I’ve identified one additional cause for this error under Windows It happens when the group_vars/all/users.yml
file specifies a local public key using a ~
path to the user’s directory, e.g. ~/.ssh/keyname_rsa.pub
and a vagrant provision
is attempted.
Under Windows, Vagrant logs in to the VM as root when executing the shell provisioner, so when the Ansible fail2ban role is executed, in turn executing the users
related lookup
, it looks for the public key in /root/.ssh/
instead of /home/vagrant/.ssh/
and fails with the following error:
==> default: fatal: [127.0.0.1] => Failed to template {{ lookup('file', '~/.ssh/id_rsa_vagrant.pub') }}: could not locate file in lookup: /.ssh/id_rsa_vagrant.pub
id_rsa_vagrant.pub
is the public key I use to deploy to production, and I’ve put it in /home/vagrant/.ssh/
, as Ansible commands have to be run from the VM under Windows.
I fixed the error by editing my Vagrantfile, adding sh.privileged = false
in the following section:
if Vagrant::Util::Platform.windows?
config.vm.provision :shell do |sh|
sh.path = File.join(ANSIBLE_PATH, 'windows.sh')
# Fixes vagrant provision under Windows
sh.privileged = false
end
else
I discovered the source of the error message by comparing the verbose output under Windows and Linux.
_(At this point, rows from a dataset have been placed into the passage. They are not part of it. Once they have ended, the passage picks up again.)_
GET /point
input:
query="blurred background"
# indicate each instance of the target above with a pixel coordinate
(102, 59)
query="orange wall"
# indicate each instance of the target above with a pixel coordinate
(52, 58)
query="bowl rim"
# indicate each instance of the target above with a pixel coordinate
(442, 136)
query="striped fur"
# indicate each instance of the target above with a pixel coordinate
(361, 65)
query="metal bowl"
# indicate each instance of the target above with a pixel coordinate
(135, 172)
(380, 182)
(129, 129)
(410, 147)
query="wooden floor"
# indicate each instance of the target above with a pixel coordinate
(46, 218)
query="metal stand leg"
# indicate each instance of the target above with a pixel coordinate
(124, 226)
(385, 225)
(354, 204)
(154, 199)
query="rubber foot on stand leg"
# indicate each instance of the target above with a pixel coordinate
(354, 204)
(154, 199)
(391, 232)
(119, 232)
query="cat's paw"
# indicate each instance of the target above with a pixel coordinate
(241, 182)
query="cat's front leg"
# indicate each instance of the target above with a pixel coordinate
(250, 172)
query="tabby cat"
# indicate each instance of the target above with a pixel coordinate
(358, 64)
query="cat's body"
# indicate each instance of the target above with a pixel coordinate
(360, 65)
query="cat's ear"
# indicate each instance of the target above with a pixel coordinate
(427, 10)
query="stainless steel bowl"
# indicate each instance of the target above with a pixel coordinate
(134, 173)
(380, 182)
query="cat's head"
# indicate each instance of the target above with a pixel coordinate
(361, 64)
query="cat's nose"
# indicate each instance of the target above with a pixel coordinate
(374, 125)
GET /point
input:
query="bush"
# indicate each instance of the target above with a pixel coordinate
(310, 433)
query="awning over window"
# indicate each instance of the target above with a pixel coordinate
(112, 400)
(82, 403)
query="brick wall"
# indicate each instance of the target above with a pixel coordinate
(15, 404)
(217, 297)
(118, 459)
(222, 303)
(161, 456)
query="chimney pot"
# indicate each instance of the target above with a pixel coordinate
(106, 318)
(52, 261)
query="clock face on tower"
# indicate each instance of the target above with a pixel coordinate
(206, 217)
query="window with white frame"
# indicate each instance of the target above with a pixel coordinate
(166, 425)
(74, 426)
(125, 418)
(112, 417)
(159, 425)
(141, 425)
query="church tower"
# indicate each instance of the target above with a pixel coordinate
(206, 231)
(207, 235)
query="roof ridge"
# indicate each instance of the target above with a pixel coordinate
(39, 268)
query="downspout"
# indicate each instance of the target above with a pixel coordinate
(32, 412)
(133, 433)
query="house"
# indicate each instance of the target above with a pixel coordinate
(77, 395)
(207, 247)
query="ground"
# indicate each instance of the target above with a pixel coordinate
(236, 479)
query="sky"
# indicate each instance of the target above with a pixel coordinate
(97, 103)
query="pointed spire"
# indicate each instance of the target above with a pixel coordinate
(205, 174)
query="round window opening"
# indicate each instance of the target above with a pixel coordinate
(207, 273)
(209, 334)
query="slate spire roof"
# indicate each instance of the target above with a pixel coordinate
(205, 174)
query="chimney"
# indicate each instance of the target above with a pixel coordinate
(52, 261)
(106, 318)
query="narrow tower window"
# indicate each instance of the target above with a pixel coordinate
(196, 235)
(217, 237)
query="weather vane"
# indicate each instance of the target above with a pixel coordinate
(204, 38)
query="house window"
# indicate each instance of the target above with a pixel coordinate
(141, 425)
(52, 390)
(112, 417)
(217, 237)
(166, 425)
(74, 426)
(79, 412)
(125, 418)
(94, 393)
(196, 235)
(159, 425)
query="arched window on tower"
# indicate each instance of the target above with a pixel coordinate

Running > vagrant provision
from Windows (note the PUT...TO /root...
):
[...]
==> default: <127.0.0.1> PUT /tmp/tmpNPQtoS TO /root/.ansible/tmp/ansible-tmp-1443889992.18-46406665813175/command
==> default: <127.0.0.1> EXEC /bin/sh -c 'sudo -k && sudo -H -S -p "[sudo via ansible, key=ydznmgydwcersrmotyvypfgovohgxbtg] password: " -u root /bin/sh -c '"'" 'echo BECOME-SUCCESS-ydznmgydwcersrmotyvypfgovohgxbtg; LANG=en_US.UTF-8 LC_CTYPE=en_US.UTF-8 /usr/bin/python /root/.ansible/tmp/ansible-tmp-1443889992.18-46406665813175/command; rm -rf /root/.ansible/tmp/ansible-tmp-1443889992.18-46406665813175/ >/dev/null 2>&1'"'"''
==> default: ok: [127.0.0.1] => {"changed": false, "cmd": ["cat", "/etc/timezone"], "delta": "0:00:00.010372", "end": "2015-10-03 16:33:12.459853", "rc": 0, "start": "2015-10-03 16:33:12.449481", "stderr": "", "stdout": "Etc/UTC", "stdout_lines": ["Etc/UTC"], "warnings": []}
==> default:
==> default: TASK: [common | Set timezone] *************************************
[...]
Successfully running $ windows.sh
from the Vagrant Ubuntu VM (note PUT... TO /home/vagrant
):
[...]
<127.0.0.1> PUT /tmp/tmpf4qg2_ TO /home/vagrant/.ansible/tmp/ansible-tmp-1443890971.16-245571724493675/command
<127.0.0.1> EXEC /bin/sh -c 'sudo -k && sudo -H -S -p "[sudo via ansible, key=nbhgweenwftolrdratizkytomjhxqgjk] password: " -u root /bin/sh -c '"'"'echo BECOME-SUCCESS-nbhgweenwftolrdratizkytomjhxqgjk; LANG=en_US.UTF-8 LC_CTYPE=en_US.UTF-8 /usr/bin/python /home/vagrant/.ansible/tmp/ansible-tmp-1443890971.16-245571724493675/command; rm -rf /home/vagrant/.ansible/tmp/ansible-tmp-1443890971.16-245571724493675/ >/dev/null 2>&1'"'"''
ok: [127.0.0.1] => {"changed": false, "cmd": ["cat", "/etc/timezone"], "delta": "0:00:00.010763", "end": "2015-10-03 16:49:31.419609", "rc": 0, "start": "2015-10-03 16:49:31.408846", "stderr": "", "stdout": "Etc/UTC", "stdout_lines": ["Etc/UTC"], "warnings": []}
TASK: [common | Set timezone] *************************************************
[...]
As an addendum, am I configuring local public keys incorrectly? After thinking about this issue, it occurred to me that destroying the VM and starting over with vagrant up
will break. The fail2ban role will execute the users
related lookup
, which will fail because I won’t have had the chance to copy the production deployment public key over to the VM’s /home/vagrant/.ssh/
directory.
This key is only meant for production deployment though, and shouldn’t affect an initial vagrant up
, so it doesn’t seem correct to define it in the “all” group_vars directory. To have it only apply to the “production” group_vars, I’d have to duplicate the whole users
object, which would complicate future maintenance.